Bergoglio ha ricordato che durante il volo di ritorno dal viaggio apostolico in Svezia ha parlato delle politiche di integrazione della Svezia "come un modello, ma anche la Svezia ha detto, con prudenza: 'Il numero è questo; di più non posso' perché c’è il pericolo della non-integrazione".

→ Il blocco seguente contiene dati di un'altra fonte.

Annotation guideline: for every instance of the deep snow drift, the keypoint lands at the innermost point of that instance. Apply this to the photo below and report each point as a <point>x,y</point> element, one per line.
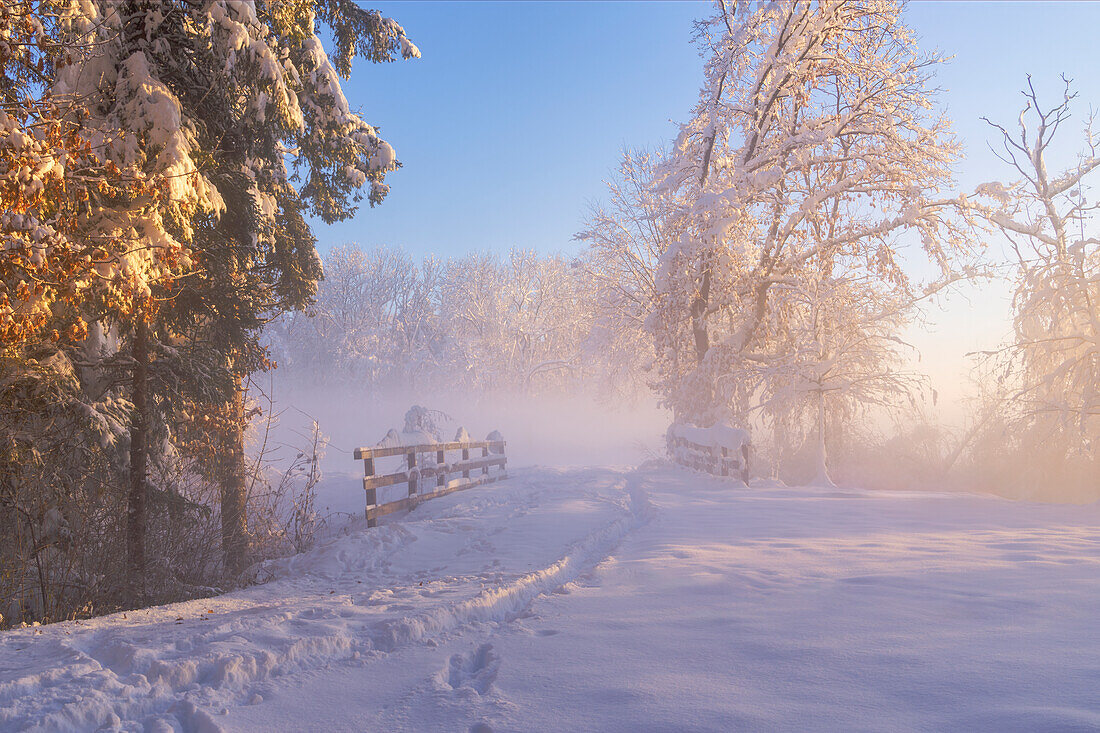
<point>606,599</point>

Secondo Papa  Francesco, inoltre, "c’è un problema umanitario" chiedendosi se l'umanità prende coscienza delle condizioni di vita dei migranti nel deserto:  "ho visto - ha detto - delle fotografie… Ci sono gli sfruttatori… Lei parlava del governo italiano: mi dà l’impressione che stia facendo di tutto per lavori umanitari, per risolvere anche il problema che non può assumere... Ma [riassumendo]: cuore sempre aperto, prudenza, integrazione e vicinanza umanitaria".  "E c’è un’ultima cosa che voglio dire, e vale soprattutto per l’Africa. C’è - ha spiegato Bergoglio -  nel nostro inconscio collettivo, un motto, un principio: 'L’Africa va sfruttata'. Oggi a Cartagena abbiamo visto un esempio di sfruttamento, umano, in quel caso [quello degli schiavi]. E un capo di governo, su questo, ha detto una bella verità: 'Quelli che fuggono dalla guerra, è un altro problema; ma per tanti che fuggono dalla fame, facciamo investimenti lì, perché crescano'. Ma nell’inconscio collettivo c’è che ogni volta che tanti Paesi sviluppati vanno in Africa, è per sfruttare. Dobbiamo capovolgere questo: l’Africa è amica e va aiutata a crescere. Poi, gli altri problemi, di guerre, vanno da un’altra parte. Non so se con questo ho chiarito…", ha concluso.